MOTIFS DE LA DÉCISION
Sur la demande de décharge des droits à mutation à titre gratuit
— sur la régularité de la procédure de redressement
L’Administration fiscale justifie par les propositions de rectification versées au dossier que celle alléguée irrégulière par la demanderesse a été annulée et remplacée par la proposition de rectification du 13 décembre 2018. Ainsi, il n’apparaît pas d’irrégularités.
— sur le bien-fondé de la taxation d’office
En application des articles 641 et 800 du Code général des impôts, une déclaration de succession doit être déposée par les héritiers ou légataires dans les six mois du décès ; à défaut de régularisation dans les 90 jours suivant mise en demeure, l’administration fiscale procède à la taxation d’office de la succession.
En l’espèce, la déclaration de succession devait être déposée au plus tard le 20 mai 2013 puis jusqu’au 6 juin 2014 à la suite de la mise en demeure.
Si Madame [S] [T] soutient que le notaire qui a réglé la succession a transmis la déclaration le 31 mai 2013 par télécopie et LRAR, elle ne produit aux débats que la copie de cette déclaration et la demande annexe de paiement échelonné datées du 29 mai 2013. Il n’est justifié par aucun élément au dossier des accusés de réception de la télécopie ou du courrier adressé à l’administration fiscale. La demanderesse se borne en outre à faire référence à des échanges de courriers ou courriels qui évoquent que le fait que la déclaration ait été faite.

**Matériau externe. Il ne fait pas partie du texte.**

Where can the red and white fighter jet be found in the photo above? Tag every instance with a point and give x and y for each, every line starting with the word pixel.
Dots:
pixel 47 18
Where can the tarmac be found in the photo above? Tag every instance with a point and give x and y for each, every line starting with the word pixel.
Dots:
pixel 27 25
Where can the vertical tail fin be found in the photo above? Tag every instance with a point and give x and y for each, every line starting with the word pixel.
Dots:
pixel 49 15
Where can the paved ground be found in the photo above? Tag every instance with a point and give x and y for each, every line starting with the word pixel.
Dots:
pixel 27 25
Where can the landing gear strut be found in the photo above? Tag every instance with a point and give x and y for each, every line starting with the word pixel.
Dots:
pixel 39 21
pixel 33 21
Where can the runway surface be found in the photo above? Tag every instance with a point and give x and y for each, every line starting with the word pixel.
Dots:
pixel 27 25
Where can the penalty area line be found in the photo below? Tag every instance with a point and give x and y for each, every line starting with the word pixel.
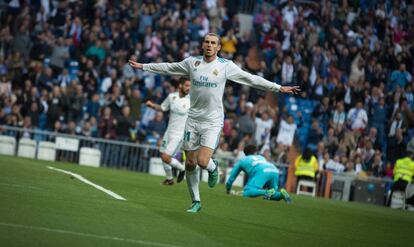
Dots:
pixel 89 235
pixel 84 180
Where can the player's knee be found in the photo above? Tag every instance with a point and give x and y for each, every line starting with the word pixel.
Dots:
pixel 203 161
pixel 166 158
pixel 190 162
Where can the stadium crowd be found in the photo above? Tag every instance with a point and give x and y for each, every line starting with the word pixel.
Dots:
pixel 63 68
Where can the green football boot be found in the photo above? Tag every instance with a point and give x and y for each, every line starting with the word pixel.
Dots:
pixel 213 176
pixel 194 208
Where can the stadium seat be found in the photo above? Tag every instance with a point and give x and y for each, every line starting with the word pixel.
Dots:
pixel 27 148
pixel 7 145
pixel 307 184
pixel 239 180
pixel 156 168
pixel 90 157
pixel 46 151
pixel 398 200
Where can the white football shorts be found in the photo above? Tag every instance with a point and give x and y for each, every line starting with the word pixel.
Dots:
pixel 197 133
pixel 171 142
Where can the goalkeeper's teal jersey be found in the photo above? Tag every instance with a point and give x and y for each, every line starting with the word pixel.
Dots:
pixel 249 164
pixel 208 81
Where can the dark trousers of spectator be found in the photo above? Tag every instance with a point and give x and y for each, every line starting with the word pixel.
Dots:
pixel 399 185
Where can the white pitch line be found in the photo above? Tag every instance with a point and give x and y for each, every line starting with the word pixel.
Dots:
pixel 90 235
pixel 82 179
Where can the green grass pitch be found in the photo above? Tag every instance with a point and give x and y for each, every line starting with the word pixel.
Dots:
pixel 41 207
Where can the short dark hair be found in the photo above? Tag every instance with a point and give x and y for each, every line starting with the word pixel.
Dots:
pixel 250 149
pixel 213 34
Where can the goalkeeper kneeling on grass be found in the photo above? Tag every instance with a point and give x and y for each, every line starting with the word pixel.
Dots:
pixel 261 174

Ainsi, la preuve de la déclaration de la succession, dont la charge pèse sur la demanderesse, n’a pas été apportée.
— sur l’assiette de l’imposition
De même, la demanderesse ne produit aucune pièce sur le montant exact du solde d’IR qui pourrait venir en déduction de l’actif de la succession. Si elle soutient que la valorisation immobilière retenue par l’administration est manifestement excessive, elle ne le démontre pas par la production de pièces.
Compte tenu de l’ensemble de ce qui précède, la demande de décharge sera rejetée.

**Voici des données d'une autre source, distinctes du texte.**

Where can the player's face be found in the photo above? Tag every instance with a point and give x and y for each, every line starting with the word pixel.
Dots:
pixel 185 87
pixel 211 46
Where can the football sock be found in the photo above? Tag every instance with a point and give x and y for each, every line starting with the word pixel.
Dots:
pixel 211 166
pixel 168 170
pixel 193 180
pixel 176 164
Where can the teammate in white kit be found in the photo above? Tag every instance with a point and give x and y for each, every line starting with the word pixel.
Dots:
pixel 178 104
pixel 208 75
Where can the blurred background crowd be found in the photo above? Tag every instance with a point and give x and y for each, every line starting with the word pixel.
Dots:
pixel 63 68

Sur les demandes accessoires
Madame [S] [T] qui succombe dans le cadre de la présente instance sera, en application de l’article 696 du Code de procédure civile, condamnée aux dépens de l’instance. Il sera constaté que l’administration fiscale n’a pas formulé de demande de frais irrépétibles de sorte qu’il n’y a pas lieu à application l’article 700 du Code de procédure civile.
PAR CES MOTIFS
LE TRIBUNAL
Statuant publiquement, par jugement contradictoire, en premier ressort et mis à disposition au greffe,
REJETONS le moyen tiré de l’irrégularité de la procédure de rectification ;
DÉBOUTONS Madame [S] [T] de sa demande de décharge ;
DISONS n’y avoir application de l’article 700 du Code de procédure civile ;
DÉBOUTONS les parties de leurs demandes plus amples ou contraires
CONDAMNONS Madame [S] [T] aux dépens ;
RAPPELONS que la présente décision est assortie de l’exécution provisoire.
La minute a été signée par Madame Diane OTSETSUI, Vice-Présidente et Madame Anyse MARIO, greffière présente lors de la mise à disposition.